Survey: Highly educated dads get the most time with their children

Six in 10 fathers still say they spend too little time with their children, but highly educated dads with advanced degrees seem to be better off and spend the most time with their children.

Although fathers are reporting being involved in their children’s lives more than ever before, the majority of them — about six in 10 — still say they spend too little time with their children, according to a new Pew Research Center survey.

Survey: Highly educated dads spend most time with their children

The likelihood that you were able to spend time with your children increased based on your level of education, the survey found.

While half of fathers with a bachelor’s degree acknowledged that they were not getting enough time with their children, that number jumps up to 69% for fathers who did not complete college. This finding challenges the stereotype of the corporate father too busy crunching numbers in an office building to make time for his kids at home.

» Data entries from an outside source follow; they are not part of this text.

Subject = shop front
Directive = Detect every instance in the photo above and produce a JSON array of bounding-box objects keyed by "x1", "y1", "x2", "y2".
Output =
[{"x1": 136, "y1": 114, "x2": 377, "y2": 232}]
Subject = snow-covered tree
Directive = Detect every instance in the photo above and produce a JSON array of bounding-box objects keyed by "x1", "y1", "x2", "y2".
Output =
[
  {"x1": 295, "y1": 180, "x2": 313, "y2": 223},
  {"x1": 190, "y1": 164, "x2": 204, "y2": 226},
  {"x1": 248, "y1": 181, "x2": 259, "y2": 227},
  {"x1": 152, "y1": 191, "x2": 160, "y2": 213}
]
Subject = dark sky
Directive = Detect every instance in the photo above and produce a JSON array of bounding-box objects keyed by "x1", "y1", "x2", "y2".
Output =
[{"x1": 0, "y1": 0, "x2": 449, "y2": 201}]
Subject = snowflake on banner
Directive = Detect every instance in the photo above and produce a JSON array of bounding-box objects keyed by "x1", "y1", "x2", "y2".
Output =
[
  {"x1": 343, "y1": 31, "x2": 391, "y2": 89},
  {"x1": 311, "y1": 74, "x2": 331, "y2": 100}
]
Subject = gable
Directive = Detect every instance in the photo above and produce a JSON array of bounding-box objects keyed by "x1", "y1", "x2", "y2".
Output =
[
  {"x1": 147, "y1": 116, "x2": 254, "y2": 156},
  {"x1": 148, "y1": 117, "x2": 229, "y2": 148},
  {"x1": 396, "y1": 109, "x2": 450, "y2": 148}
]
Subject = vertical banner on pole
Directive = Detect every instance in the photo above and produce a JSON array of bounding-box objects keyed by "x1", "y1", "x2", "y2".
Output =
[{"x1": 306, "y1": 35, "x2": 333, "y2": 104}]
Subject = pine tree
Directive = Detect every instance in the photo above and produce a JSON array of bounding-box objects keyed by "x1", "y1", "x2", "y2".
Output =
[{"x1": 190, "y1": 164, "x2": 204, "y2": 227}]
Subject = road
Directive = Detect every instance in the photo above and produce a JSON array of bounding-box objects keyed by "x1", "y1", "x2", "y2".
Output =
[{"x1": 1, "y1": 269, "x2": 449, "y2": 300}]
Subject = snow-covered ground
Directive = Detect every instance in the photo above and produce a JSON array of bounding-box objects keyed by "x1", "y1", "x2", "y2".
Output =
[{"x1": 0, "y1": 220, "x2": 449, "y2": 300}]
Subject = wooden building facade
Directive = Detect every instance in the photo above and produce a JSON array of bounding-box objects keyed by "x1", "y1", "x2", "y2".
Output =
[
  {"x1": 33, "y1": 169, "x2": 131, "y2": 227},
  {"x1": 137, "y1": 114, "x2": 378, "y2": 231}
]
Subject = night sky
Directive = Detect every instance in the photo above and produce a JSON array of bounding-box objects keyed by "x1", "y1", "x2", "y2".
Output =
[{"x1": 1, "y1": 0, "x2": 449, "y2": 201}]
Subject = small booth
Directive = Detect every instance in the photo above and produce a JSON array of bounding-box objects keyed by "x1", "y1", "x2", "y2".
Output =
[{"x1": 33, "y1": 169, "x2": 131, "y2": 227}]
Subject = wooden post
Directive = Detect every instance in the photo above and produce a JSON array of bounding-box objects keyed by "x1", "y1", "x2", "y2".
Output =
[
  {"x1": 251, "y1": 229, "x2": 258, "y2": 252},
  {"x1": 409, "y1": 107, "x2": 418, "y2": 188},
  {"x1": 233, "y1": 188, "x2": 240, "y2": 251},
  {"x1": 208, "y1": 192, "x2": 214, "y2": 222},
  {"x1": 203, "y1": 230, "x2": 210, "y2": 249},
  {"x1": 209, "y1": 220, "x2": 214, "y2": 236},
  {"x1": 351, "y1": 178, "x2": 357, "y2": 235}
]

Fathers without a bachelor’s degree were the group most likely to report spending too little time with their children. They were also the group that was especially likely to report living apart from their children, with 28% reporting that they lived physically away from their kids compared to 8% of fathers with a bachelor’s degree or more reporting the same.

Helping dads get more involved in child care

When fathers are not involved in their children’s lives, it becomes both a family issue and a workplace one. For fathers, work obligations were listed as the top reason for missing time with their kids, according to the Pew Research Center survey. When men are women are seen as equally responsible for childcare, studies have found that there are economic and personal benefits for everyone.

Paid paternity leave is one potential solution to help fathers become more involved in childcare. One study on 10,000 children in the U.S. found that fathers who took two or more weeks of leave were more likely to be involved in daily childcare activities later on in the child’s life.